The adjoint method is equally applicable to constrained and unconstrained optimization, and in fact to any case where you have N variables and M << N scalar functions whose gradients you want (e.g. a single real objective function for unconstrained optimization). It is a standard technique in large-scale optimization.

And yes, it is generally true that it allows you to efficiently compute the gradient of any function. It has no requirement of a variational principle. This is explained in detail in the notes I linked (and I also have a companion set of notes for recurrence relations, and the Cai reference cited in the notes explains “time-evolution” via differential-algebraic equations). There is a general mathematical theory of “reverse-mode autodifferentiation” (also called “backpropagation” in machine learning) that underlies this.

Some familiar results of perturbation theory from undergraduate physics, like the Hellman–Feynman theorem, fall out as special cases of adjoint methods, but there are other cases that are less familiar.


#13

Interesting. I did not make the connection between the adjoint method and backpropagation before but perhaps the latter could be thought of as a special case of the adjoint method, I will give it a second look, thanks.


#14

PS. Adjoint methods work for functions of eigenvectors too, as explained in my notes. Contrary to what you may have learned in undergrad quantum perturbation theory, you do not need formulas involving sums over “all states” (getting all the eigenvectors is impractical in large problems). The key is that you are only computing the derivatives of a scalar function of the eigenvectors, so you can circumvent explicitly differentiating the eigenvectors themselves.
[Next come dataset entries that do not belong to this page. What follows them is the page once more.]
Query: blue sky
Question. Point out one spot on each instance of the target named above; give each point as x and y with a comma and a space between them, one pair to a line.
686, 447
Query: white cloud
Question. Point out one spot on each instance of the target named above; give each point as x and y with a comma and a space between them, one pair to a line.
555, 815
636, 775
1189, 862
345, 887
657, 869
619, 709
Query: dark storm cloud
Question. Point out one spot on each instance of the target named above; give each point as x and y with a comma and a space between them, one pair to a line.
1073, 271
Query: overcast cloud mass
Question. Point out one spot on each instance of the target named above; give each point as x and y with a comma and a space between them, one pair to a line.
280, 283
PPS. One caveat is that eigenvectors and eigenvalues cease to be differentiable at eigenvalue crossings. There are ways to deal with this using generalized derivatives (related to degenerate perturbation theory). Alternatively, in one of my papers we used a different technique to transform an eigenvalue-optimization problem (maximizing band gaps in 3d Maxwell problems with 10^6 degrees of freedom) into a sequence of SDPs: https://doi.org/10.1364/OE.22.022632


#15

@stevengj agreed that the method works on eigenvectors. You can either think of it as a root of (Ax = lambda x, |x| = 1) as you do, or as a critical point of <x,Ax>, but defined on the sphere.
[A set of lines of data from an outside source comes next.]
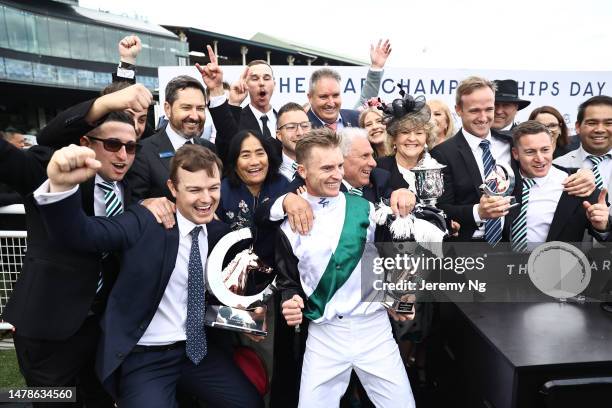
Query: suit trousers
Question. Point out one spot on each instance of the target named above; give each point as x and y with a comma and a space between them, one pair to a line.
64, 363
150, 379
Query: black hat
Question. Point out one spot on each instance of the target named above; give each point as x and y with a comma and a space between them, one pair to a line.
507, 91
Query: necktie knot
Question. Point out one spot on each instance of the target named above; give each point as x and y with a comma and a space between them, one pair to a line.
485, 145
195, 232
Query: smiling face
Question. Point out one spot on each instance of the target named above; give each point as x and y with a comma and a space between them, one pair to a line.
187, 113
359, 162
197, 194
477, 111
504, 114
376, 128
252, 164
534, 154
114, 164
596, 129
260, 83
323, 171
410, 143
325, 99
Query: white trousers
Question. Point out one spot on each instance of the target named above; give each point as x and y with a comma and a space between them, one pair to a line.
362, 343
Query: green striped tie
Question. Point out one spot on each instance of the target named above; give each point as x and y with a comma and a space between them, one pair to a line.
111, 199
519, 226
596, 160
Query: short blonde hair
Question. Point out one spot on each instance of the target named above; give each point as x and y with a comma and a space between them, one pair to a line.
470, 84
449, 117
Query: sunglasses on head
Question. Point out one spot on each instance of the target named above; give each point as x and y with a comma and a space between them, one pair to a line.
114, 145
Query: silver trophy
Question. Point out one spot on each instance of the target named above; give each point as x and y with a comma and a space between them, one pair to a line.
503, 179
429, 179
238, 312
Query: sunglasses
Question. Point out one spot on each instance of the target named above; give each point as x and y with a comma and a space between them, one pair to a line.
114, 145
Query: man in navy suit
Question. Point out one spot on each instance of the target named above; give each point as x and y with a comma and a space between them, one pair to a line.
325, 97
153, 337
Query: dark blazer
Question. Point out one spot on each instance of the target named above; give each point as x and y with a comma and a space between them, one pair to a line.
229, 120
569, 221
149, 257
151, 168
461, 181
378, 188
350, 118
56, 286
396, 180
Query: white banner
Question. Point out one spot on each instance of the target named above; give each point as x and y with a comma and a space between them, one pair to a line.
563, 90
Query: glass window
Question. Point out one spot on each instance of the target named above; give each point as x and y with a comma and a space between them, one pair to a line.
18, 70
16, 29
78, 41
32, 38
58, 38
3, 35
42, 33
45, 73
95, 39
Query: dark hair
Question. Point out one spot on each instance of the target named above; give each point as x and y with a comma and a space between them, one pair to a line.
233, 153
192, 158
179, 83
595, 100
115, 116
288, 107
320, 137
563, 138
530, 127
114, 87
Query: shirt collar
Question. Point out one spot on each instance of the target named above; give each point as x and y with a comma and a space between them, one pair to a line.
474, 141
177, 140
185, 226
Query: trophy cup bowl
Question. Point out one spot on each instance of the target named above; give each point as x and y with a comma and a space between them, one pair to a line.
237, 312
429, 179
500, 182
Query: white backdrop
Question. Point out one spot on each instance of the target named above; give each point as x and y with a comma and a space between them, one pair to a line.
562, 89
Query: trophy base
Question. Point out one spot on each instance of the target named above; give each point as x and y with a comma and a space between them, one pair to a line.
232, 318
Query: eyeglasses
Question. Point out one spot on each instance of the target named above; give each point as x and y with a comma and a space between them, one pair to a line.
292, 127
552, 126
114, 145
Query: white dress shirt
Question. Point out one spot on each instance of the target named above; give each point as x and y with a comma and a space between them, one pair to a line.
168, 324
286, 167
544, 196
177, 140
501, 153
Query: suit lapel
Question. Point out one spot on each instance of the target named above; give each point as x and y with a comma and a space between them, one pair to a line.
565, 208
470, 161
164, 149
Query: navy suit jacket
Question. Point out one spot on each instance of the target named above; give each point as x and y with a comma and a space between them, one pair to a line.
350, 118
149, 256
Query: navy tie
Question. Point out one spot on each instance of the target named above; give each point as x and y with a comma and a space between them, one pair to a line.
196, 303
492, 226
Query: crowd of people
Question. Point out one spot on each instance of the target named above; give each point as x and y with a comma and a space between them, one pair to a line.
121, 219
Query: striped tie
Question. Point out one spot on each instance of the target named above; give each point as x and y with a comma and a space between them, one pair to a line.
293, 169
356, 191
519, 226
111, 199
492, 226
596, 160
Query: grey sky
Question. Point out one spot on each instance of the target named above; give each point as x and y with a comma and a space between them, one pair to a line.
473, 34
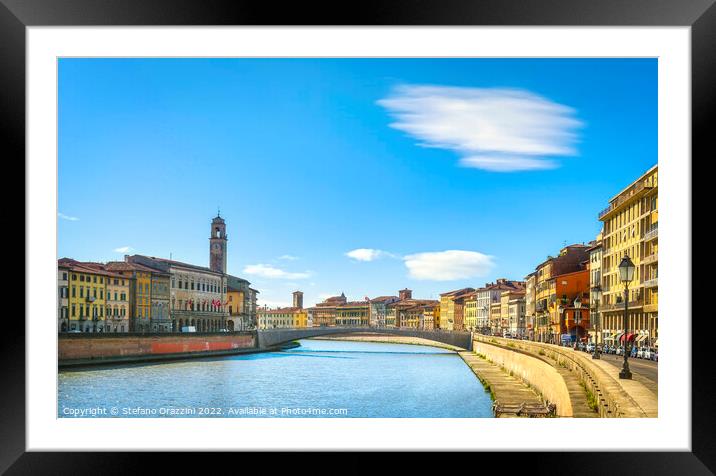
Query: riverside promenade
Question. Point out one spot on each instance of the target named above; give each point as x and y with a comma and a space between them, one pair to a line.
590, 387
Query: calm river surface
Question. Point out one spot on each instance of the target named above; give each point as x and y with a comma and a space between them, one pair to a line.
319, 379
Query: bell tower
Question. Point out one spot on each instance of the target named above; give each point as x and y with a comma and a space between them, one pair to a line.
217, 245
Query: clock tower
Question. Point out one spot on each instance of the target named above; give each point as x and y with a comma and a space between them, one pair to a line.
217, 245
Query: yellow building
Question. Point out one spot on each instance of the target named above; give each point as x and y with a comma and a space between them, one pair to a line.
448, 308
436, 316
282, 318
631, 229
571, 258
495, 318
353, 314
470, 311
87, 286
117, 308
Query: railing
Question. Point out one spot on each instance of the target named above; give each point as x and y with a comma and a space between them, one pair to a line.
620, 305
651, 233
624, 196
653, 258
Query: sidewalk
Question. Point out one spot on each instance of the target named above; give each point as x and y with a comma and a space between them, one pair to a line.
647, 400
506, 390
I thought that it didn’t work well in the context we’re interested in because we have a function of many eigenvectors and I thought you’d have to either differentiate those or compute the full eigenvector decomposition, but now I think I was mistaken. Thanks, this might prove useful!

When there are crossings (between occupied and unoccupied states) you have bigger problems anyway, so this is not much of an issue.